SeeClick provides the model, data, and code for a visual GUI agent that leverages GUI grounding for advanced interaction. It is designed for researchers and developers working on multimodal AI agents that need to understand and interact with graphical user interfaces across various platforms. The project offers a benchmark, pre-training data, and inference code to facilitate the development of such agents.
How It Works
SeeClick is built upon the Qwen-VL architecture, a large vision-language model. It enhances Qwen-VL's capabilities by fine-tuning it on a large-scale GUI grounding dataset. This fine-tuning process teaches the model to accurately identify and locate specific UI elements (text or icons/widgets) based on natural language instructions, enabling it to predict click points or bounding boxes within interface screenshots.
Quick Start & Requirements
- Install dependencies:
pip install -r requirements.txt
- Inference requires a CUDA-enabled GPU.
- Model checkpoint available on Hugging Face: cckevinn/SeeClick
- Official documentation and examples are available in the repository.
Highlighted Details
- Introduces ScreenSpot, a GUI grounding benchmark with over 1200 instructions across iOS, Android, macOS, Windows, and Web.

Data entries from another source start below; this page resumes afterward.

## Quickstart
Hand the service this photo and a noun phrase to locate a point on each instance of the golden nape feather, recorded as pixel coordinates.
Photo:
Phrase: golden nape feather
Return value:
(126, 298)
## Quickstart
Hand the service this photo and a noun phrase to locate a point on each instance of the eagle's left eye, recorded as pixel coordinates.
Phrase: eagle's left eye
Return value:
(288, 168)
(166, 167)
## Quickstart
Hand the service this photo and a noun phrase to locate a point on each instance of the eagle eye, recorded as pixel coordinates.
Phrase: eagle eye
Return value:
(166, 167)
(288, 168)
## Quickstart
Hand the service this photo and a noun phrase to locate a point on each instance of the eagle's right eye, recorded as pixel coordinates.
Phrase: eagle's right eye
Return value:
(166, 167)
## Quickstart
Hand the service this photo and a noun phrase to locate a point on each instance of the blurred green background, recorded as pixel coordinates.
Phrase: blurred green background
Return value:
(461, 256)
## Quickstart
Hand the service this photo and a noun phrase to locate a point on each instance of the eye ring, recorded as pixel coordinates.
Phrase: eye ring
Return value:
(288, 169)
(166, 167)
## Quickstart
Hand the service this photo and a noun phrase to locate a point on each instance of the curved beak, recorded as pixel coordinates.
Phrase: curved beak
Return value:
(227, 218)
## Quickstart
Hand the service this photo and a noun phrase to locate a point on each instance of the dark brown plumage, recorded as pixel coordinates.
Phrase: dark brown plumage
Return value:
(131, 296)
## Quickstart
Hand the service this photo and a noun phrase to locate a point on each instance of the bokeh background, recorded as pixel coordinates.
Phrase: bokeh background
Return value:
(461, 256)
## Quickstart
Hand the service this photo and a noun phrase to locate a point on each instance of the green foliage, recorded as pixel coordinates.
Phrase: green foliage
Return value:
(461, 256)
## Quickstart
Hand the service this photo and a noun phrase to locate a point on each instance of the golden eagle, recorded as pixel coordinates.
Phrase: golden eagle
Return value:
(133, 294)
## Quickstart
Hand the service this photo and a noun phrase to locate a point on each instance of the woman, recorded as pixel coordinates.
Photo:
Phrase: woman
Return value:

- Achieves state-of-the-art performance on GUI grounding tasks, outperforming models like GPT-4V and CogAgent on average across various metrics.

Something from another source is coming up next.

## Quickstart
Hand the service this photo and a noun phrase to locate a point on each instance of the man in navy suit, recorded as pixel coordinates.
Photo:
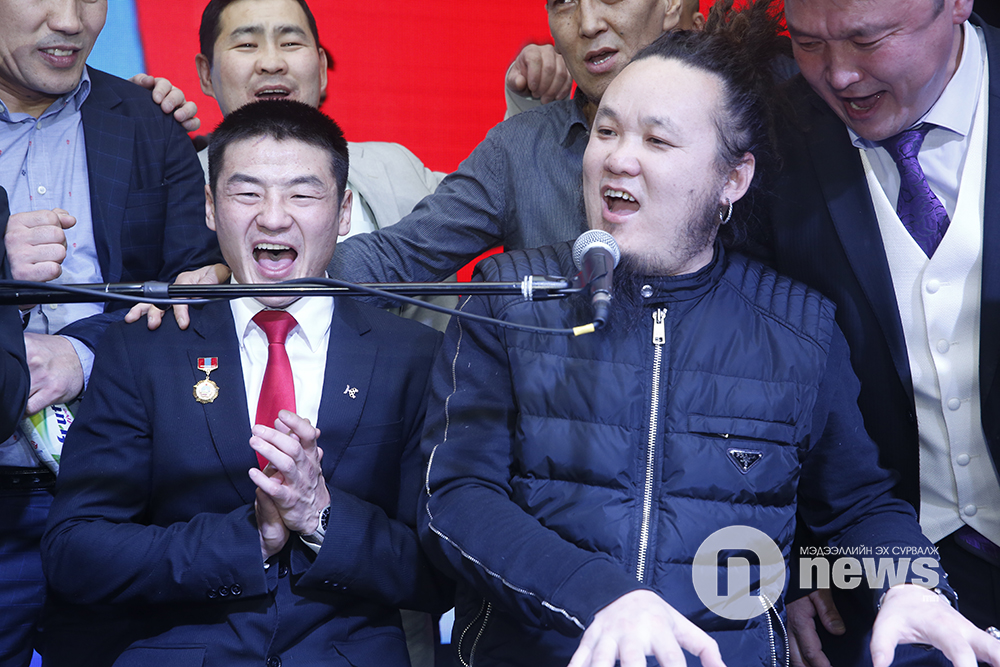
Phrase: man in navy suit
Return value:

- Provides a large-scale GUI grounding pre-training dataset, including a corpus from Common Crawl.
- Offers code for pre-training, fine-tuning (including LoRA), and evaluation on downstream agent tasks.
Maintenance & Community
- The project is associated with ACL 2024.

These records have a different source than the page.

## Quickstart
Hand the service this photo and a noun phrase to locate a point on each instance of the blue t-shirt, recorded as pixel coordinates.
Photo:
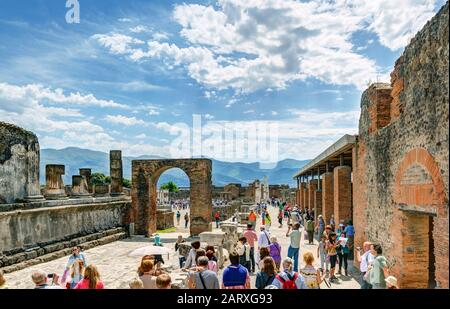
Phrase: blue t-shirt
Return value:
(349, 230)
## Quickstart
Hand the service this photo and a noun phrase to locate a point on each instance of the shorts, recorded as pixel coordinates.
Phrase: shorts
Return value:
(333, 260)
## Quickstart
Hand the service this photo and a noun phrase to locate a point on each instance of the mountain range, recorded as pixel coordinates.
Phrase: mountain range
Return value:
(222, 172)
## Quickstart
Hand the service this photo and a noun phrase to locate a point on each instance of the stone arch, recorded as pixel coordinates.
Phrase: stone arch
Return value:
(420, 217)
(145, 175)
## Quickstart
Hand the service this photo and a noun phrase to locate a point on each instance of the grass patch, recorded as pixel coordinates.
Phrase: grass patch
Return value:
(169, 230)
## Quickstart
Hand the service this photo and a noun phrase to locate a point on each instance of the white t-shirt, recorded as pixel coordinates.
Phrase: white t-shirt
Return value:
(366, 259)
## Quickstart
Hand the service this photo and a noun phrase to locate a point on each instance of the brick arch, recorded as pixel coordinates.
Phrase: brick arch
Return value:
(145, 175)
(419, 189)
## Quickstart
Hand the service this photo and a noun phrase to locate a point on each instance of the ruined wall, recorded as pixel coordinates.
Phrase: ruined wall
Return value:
(19, 164)
(401, 164)
(29, 225)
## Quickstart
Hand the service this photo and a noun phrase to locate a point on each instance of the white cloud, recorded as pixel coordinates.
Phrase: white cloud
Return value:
(247, 45)
(124, 120)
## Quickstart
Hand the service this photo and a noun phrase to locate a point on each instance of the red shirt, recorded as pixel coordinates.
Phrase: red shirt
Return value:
(84, 285)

- Further details on downstream agent tasks and fine-tuning are available in the repository.
Licensing & Compatibility
- The project incorporates datasets and checkpoints governed by their original licenses. Users must adhere to all specified terms.
- Compatibility for commercial use or closed-source linking depends on the licenses of the incorporated datasets and checkpoints.
Limitations & Caveats
- The project's licensing is complex due to the incorporation of multiple datasets and checkpoints, requiring careful review of each component's license.
- While SeeClick is primarily trained for predicting click points, its performance on bounding box prediction may vary.